El recaudador meditaba embelesado.
—Así pues… si hubiera, por ejemplo, un simple administrador de distrito que estuviera siendo increíblemente cruel con sus subalternos, y en concreto con un ayudante muy trabajador, y que realmente mereciera una paliza de padre y señor mío…
—En calidad de lord jefe supremo de la Recaudación Fiscal, por supuesto, esa tarea sería asunto exclusivamente de usted.
La sonrisa de Seis Vientos Benéficos amenazaba ahora con desprender la parte superior de su cabeza.
—Sobre la cuestión de los nuevos impuestos —dijo—. A menudo he pensado que el aire fresco está demasiado disponible por un precio muy inferior a los costes de producción…
—Escucharemos sus ideas con extremo interés —dijo el señor Saveloy—. Entretanto, por favor, encárguese del desayuno.
—Y haz que vengan —dijo Cohen— todos esos gilipollas que creen saber qué aspecto tiene el emperador.
El perseguidor se acercaba.
Rincewind giró un recodo a resbalones y allí, bloqueándole el paso, se topó con tres guardias.

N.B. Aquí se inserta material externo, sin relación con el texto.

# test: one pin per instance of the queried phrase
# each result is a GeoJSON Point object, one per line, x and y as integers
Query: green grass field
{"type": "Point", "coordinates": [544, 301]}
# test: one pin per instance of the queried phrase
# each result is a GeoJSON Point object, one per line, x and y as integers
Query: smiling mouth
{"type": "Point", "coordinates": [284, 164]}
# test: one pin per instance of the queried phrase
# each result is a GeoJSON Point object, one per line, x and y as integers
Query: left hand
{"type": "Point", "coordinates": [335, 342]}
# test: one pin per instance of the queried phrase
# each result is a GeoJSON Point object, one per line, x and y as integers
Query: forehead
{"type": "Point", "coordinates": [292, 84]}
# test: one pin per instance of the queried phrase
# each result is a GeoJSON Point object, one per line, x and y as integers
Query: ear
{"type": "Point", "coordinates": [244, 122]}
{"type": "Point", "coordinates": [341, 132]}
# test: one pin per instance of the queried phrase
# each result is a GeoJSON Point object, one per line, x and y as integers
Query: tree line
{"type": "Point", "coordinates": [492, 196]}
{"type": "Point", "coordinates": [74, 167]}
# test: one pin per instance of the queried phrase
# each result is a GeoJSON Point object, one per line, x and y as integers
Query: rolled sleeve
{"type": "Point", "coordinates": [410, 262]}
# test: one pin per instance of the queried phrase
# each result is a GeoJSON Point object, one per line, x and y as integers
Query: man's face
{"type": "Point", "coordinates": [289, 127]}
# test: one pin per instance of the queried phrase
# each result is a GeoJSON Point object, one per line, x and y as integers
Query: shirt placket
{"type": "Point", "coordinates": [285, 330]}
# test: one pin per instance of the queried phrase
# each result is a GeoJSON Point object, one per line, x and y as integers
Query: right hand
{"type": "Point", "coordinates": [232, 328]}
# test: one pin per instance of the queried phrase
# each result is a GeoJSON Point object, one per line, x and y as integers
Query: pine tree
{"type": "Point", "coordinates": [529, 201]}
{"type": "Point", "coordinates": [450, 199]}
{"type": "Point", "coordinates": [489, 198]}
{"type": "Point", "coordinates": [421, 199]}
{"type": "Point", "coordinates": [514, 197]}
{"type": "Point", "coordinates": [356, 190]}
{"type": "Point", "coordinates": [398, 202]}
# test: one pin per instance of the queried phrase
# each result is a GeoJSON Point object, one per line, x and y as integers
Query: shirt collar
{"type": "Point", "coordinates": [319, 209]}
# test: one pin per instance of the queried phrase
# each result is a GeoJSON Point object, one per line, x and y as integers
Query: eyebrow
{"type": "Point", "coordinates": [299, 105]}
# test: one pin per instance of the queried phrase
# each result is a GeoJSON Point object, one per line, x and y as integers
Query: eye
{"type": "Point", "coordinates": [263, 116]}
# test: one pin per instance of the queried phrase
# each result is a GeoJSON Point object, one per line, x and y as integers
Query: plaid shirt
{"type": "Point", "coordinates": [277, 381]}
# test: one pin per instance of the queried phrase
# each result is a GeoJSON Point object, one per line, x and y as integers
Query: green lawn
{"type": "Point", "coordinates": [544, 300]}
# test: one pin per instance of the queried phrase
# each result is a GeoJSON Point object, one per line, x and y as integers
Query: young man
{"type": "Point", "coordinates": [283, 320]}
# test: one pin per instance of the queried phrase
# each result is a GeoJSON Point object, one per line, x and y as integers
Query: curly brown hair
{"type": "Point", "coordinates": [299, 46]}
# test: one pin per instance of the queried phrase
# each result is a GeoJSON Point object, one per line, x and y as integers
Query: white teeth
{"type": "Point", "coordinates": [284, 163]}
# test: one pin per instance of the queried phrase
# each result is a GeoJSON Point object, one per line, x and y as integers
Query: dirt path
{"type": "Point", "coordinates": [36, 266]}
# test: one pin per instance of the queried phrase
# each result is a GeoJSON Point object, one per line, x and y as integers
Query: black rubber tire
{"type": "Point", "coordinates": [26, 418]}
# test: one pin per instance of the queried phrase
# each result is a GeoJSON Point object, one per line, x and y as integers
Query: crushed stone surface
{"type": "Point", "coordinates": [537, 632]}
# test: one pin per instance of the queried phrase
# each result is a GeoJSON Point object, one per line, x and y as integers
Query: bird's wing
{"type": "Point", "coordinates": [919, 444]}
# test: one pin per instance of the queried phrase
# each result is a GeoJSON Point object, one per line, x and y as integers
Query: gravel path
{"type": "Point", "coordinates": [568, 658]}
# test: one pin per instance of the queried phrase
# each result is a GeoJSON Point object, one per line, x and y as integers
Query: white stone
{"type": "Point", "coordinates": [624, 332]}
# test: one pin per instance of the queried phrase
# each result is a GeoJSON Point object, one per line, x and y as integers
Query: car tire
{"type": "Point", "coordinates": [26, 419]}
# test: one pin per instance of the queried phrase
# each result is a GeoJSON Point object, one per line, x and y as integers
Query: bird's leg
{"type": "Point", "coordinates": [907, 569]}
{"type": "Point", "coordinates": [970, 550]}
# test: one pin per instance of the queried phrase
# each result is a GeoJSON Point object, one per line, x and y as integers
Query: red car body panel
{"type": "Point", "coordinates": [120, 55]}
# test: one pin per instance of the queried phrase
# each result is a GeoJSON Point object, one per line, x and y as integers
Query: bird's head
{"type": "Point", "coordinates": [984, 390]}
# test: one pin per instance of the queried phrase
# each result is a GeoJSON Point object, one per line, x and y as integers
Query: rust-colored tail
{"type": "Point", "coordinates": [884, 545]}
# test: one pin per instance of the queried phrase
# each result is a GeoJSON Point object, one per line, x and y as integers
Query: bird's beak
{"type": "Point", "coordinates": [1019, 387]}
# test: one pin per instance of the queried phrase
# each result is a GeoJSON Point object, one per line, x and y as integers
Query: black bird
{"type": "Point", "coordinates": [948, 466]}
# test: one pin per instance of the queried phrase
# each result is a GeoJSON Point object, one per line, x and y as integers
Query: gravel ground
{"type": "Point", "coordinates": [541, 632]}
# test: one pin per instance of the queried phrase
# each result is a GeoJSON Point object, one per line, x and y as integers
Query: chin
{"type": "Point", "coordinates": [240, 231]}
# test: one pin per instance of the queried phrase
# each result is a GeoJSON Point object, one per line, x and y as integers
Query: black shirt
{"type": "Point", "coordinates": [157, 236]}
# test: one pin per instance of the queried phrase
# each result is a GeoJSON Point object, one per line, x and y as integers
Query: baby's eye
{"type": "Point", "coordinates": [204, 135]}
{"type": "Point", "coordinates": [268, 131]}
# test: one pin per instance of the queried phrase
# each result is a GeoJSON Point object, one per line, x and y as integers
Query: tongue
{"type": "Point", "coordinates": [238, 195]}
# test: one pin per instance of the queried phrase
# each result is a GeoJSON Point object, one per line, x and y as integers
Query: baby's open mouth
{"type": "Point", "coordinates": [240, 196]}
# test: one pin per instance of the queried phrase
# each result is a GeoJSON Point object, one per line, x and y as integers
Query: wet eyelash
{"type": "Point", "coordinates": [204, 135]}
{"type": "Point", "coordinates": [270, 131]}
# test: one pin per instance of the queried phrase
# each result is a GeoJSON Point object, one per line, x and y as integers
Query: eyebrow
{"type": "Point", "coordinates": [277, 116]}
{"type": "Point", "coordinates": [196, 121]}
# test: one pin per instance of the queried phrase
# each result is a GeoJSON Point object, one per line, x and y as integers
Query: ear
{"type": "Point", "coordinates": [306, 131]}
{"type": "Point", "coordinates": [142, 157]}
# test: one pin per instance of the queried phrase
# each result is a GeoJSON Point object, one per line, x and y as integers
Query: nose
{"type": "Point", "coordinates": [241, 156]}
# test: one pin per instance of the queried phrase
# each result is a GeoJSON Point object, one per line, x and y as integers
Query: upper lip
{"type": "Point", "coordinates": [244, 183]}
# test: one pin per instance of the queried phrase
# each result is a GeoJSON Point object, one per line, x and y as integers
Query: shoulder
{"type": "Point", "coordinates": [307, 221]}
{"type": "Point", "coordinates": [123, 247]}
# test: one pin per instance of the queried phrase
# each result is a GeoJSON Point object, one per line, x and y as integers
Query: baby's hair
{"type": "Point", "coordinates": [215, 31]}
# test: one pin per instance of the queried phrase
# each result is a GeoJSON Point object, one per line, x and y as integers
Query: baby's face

Estos no estaban muertos. Estaban todos vivos y tenían espadas.
Alguien chocó con su espalda, lo derribó al suelo y saltó por encima.
Cerró los ojos.
Se oyeron un par de porrazos, un gemido y luego un ruido metálico muy extraño.
Era un casco que estaba girando y girando en el suelo.
Alguien le puso de pie de un tirón.
—¿Te vas a quedar todo el día en el suelo? —dijo Mariposa—. Vamos, ¡que les llevamos poca ventaja!
Rincewind se quedo mirando a los guardias tendidos y luego echó a trotar detrás de la chica.
—¿Cuántos hay? —consiguió decir.
—Ahora siete. Pero dos están cojos y a uno le está costando respirar. Vamos.
—¿Les has atizado tú?
—¿Siempre malgastas el aliento de esa forma?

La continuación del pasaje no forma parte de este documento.